Aku yang sedang nonton dengan beberapa ibu-ibu karyawan senior di kantor setelah istirahat solat nyeletuk, "wah seusia anakku. masak 11 bulan sudah faham rokok?"
Ibu-Ibu banyak yang nimpali antara lain mengatakan bahwa orang tuanya berarti yang salah bukan lingkungan luar.

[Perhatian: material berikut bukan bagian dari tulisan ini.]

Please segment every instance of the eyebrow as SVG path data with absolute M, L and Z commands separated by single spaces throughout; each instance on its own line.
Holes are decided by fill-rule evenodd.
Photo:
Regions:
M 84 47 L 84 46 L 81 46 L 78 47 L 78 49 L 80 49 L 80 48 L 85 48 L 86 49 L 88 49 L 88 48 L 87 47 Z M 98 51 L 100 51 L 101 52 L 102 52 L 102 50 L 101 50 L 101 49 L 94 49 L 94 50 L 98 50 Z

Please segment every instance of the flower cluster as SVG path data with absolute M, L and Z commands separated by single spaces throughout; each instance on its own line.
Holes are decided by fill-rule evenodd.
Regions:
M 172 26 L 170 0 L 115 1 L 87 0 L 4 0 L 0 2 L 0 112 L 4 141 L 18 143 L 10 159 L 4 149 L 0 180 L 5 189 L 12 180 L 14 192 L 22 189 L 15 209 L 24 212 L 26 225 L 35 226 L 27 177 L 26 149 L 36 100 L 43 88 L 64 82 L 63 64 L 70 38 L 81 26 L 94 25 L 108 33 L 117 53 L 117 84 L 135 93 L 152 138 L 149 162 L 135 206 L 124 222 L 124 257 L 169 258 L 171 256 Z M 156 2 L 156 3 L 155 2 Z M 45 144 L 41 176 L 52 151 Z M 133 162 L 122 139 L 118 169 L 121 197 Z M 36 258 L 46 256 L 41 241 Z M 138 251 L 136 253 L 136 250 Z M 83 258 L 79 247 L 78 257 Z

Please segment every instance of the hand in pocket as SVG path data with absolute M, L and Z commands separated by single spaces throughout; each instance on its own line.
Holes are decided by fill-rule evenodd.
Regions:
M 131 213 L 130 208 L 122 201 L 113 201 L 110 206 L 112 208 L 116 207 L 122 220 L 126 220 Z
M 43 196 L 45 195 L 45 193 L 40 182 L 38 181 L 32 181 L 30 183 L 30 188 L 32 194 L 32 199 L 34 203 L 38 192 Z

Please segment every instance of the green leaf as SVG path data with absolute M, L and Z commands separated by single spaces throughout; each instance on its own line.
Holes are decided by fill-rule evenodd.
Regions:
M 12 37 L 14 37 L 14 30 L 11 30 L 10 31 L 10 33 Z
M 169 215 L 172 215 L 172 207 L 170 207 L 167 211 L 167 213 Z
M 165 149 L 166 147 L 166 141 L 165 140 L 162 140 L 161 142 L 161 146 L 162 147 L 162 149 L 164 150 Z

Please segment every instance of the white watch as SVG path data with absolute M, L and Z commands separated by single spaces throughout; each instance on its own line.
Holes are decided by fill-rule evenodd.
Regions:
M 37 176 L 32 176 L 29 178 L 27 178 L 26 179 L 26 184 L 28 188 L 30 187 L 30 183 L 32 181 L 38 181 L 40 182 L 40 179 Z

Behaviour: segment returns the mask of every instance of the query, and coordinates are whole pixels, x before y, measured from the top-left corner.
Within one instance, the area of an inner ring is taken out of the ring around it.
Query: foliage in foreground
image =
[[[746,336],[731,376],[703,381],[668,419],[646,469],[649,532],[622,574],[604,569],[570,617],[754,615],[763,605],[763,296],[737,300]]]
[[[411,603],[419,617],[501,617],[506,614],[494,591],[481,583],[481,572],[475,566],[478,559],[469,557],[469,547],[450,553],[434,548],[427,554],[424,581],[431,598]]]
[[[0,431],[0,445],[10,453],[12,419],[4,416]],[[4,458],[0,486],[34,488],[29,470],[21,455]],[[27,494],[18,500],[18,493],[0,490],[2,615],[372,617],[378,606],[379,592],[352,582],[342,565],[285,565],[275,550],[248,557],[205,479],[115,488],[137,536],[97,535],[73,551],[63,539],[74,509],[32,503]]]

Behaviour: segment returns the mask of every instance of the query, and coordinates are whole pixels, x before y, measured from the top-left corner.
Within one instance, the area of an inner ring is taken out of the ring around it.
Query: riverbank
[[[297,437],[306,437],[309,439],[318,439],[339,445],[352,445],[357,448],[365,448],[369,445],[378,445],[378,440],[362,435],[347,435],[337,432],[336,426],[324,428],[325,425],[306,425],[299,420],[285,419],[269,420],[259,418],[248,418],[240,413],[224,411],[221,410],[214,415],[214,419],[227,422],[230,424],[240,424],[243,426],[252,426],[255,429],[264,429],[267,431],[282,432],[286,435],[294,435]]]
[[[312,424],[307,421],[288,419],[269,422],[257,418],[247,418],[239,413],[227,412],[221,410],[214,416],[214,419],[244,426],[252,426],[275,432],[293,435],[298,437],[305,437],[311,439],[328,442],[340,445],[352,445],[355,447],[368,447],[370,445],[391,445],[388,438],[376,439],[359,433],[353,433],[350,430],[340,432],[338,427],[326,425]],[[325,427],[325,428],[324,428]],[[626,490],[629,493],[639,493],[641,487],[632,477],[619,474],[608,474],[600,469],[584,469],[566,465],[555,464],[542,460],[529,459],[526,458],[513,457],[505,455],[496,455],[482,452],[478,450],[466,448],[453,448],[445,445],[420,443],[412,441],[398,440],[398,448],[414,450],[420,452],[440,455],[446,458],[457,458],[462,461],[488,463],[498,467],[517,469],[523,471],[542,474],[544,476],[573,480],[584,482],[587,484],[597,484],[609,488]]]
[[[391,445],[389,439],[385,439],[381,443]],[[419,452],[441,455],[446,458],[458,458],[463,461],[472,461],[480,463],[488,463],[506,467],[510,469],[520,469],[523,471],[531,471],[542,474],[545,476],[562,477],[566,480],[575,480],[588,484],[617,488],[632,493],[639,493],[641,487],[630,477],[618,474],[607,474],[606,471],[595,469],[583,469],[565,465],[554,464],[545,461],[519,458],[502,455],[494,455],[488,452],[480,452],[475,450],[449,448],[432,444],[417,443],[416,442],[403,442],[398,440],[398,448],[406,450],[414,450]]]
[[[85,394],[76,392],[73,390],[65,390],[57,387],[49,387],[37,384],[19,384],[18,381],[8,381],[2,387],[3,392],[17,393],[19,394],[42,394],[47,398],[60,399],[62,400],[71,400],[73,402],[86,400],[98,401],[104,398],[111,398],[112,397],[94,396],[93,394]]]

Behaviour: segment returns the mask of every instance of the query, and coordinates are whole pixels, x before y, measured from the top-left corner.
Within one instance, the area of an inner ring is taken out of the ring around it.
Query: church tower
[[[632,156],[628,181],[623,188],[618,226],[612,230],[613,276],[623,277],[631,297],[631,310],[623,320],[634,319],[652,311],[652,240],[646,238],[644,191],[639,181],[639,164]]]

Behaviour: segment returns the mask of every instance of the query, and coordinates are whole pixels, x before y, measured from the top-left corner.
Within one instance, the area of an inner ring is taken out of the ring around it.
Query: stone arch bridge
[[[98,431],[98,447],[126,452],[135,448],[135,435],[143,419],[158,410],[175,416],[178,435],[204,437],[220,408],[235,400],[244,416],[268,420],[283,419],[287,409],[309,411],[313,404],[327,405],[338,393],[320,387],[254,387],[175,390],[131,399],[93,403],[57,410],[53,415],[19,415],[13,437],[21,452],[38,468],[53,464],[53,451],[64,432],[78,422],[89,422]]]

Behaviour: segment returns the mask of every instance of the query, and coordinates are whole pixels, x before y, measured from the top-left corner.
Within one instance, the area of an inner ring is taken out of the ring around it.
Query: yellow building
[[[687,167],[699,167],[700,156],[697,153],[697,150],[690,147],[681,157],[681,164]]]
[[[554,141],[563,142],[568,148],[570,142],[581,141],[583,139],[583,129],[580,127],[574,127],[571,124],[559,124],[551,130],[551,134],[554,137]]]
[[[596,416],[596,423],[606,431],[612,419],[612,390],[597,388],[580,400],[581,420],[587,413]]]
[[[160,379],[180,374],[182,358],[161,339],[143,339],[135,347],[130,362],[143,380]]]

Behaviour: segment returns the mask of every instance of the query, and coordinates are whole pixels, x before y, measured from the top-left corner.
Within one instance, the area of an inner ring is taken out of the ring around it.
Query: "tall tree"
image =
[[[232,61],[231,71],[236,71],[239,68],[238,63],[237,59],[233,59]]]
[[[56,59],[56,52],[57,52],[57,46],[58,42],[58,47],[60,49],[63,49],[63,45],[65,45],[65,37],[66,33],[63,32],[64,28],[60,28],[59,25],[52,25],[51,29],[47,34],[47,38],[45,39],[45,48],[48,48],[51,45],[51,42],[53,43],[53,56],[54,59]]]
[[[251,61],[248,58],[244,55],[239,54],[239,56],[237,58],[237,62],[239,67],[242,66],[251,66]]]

Sampai di sini apakah anda sudah faham inti ceritanya? tentu belum! prolog itu tidak nyambung sama sekali dengan sumber marahku.

Ok! mari kita lanjutkan.
To the Point!

Setelah sibuk mengomentari televisi aku ditanya sama ibu Y.
Ibu Y dengan ramahnya menanyakan kabar si Dede dan memberikan beberapa pujian atas perkembangan Dede yang lebih cepat. Pun, beliau mengatakan betapa kangennya sama Dede.
Begitu juga Ibu As. Point pujian tertinggi mereka adalah pada kemampuan merangkak dan jalan jauh sebelum waktunya. (11 bulan sudah lancar, bulan ke-12 sudah belajar lari)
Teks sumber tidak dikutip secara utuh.